Pour ses 10 ans, la Maison des Sciences de l’Homme Lorraine a commandé à Sébastien Di Silvestro un recueil de portraits – textes et photos – de chercheurs en Sciences humaines et sociales : L’Archipel des Possibles. Retrouvez chaque semaine l’un de ces portraits.
« Le nom de l’auteur de “La Belle et la Bête”, Marie Leprince de Beaumont avait été presque effacé des mémoires alors qu’elle figurait parmi les écrivains les plus lus de son temps. Parce qu’elle était femme et difficile à étiqueter, sa redécouverte s’apprête à faire revivre une époque de combats entre Lumières et Anti-Lumières à la frontière de pensées nettement moins tranchées que celles retenues par l’histoire. »
Faut-il commencer par elles ou elle ou lui ? Chacun décrivant l’autre au point d’en être indissociable comme le halo de la flamme. Quand l’histoire devient le mythe entretenu du progrès rectiligne et que c’est le père Guillotin qui corrige la copie, les pensées et les têtes qui demeurent à la postérité ont voué toutes les autres au fil de la lame d’une époque qui a vigoureusement tranché. Elles sont les recherches de Nicolas Brucker, sur les antiphilosophes et leurs dialogues vipérins, enroulés jusqu’à l’étouffement avec ceux des lumières. La mémoire collective en retient le plus souvent les « jean-foutre », les satires et autres savoureuses invectives qui régalaient alors les gazettes, la poésie, le théâtre et les romans. Tout l’enfièvrement de la mutation, des valeurs et clivages d’un siècle, qui accoucherait d’une révolution dans ses dernières heures, façonne ce versant glissé dans l’ombre des passés.
Parce qu’on ne saute pas de l’ancien régime aux lumières comme d’une date à l’autre sur une frise. Parce qu’il fut un temps de combat pour et contre les points cruciaux des idées militantes, pour la liberté de conscience, le droit à l’égalité et à la liberté religieuse (dont la société actuelle conserve des manifestations descendantes), ces répliques intelligentes, d’intérêt littéraire et historique, enseignent la richesse d’équivoques autant que les abandons de ces temps révolus.
Elle est une incarnation de ce large spectre des lumières, des jaillissements et contractions, de ces luttes paradigmatiques pour la conquête de l’esprit du temps. La redécouverte de son parcours appelle à une révision de l’opposition traditionnelle tracée par l’historiographie française entre « lumières et antis ». Son nom, Marie Leprince de Beaumont a survécu par l’entremise d’une minuscule frange de son œuvre à la fabuleuse résonance.
L’auteure de « La Belle et la Bête » comptait au XVIIIe siècle parmi les écrivaines les plus connues en France et d’un bout à l’autre de l’Europe.

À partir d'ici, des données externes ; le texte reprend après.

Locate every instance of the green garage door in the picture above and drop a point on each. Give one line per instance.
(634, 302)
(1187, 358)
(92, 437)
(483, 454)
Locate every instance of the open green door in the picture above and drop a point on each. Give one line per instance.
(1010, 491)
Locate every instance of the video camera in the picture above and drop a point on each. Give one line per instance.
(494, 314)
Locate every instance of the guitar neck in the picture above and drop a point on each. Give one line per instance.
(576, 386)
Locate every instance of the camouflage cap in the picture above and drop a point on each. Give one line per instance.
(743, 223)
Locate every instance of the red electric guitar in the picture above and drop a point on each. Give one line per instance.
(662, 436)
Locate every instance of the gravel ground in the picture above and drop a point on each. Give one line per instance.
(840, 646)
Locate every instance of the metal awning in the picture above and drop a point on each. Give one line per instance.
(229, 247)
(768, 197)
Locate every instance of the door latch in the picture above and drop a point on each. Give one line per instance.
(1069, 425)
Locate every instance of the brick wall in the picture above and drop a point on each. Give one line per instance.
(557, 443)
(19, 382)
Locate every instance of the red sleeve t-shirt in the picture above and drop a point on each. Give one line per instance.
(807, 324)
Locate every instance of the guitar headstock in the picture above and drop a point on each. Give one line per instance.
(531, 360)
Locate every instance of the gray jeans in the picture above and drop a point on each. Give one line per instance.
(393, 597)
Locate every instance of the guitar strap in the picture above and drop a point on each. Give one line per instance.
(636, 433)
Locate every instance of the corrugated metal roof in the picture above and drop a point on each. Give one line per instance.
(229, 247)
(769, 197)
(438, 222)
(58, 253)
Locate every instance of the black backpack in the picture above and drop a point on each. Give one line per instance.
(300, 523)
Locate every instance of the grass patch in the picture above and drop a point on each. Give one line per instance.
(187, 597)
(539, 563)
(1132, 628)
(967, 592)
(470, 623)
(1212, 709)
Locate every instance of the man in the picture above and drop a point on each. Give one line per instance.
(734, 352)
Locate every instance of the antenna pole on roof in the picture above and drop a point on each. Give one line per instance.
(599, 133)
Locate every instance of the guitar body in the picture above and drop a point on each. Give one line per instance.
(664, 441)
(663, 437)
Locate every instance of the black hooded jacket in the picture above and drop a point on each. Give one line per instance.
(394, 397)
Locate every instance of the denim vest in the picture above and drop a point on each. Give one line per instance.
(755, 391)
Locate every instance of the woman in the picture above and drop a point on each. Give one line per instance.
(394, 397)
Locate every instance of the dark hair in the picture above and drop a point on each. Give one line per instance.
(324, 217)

En dépit de cette condition féminine qui lui herse l’entrée d’une Société royale et de la renommée posthume, la vie exceptionnelle de cette journaliste, romancière, pédagogue, gouvernante, échappe à toutes les nomenclatures.
« Son œuvre engagée distille « instruction et élévation » pour le progrès humain, la diffusion des connaissances, le droit de la femme au savoir et à l’égalité intellectuelle tout en menant des réflexions sur les hiérarchies sociales, les libertés et l’égalité. »
La flamme d’une auteure de lumières. À ceci près qu’elle s’inspire largement des saintes Écritures et met en garde ses contemporains contre les légèretés du divertissement. Deux traits qui l’inscrivent à rebours dans le courant apologétique des antis. Trouble histoire d’une lueur brûlant conjointement du divin de la raison. Trois siècles plus tard, cette vie en actes qui renverse les catégories établies, attise la curiosité des chercheurs qui la reconstituent comme un puzzle au sein d’un splendide projet MSH regroupant des collaborations provenant des États-Unis, du Québec, d’Espagne, d’Angleterre, d’Allemagne et des Pays-Bas… Des thèses et des colloques s’enchaînent pour recomposer l’énigme d’une ample œuvre de dialogues moraux.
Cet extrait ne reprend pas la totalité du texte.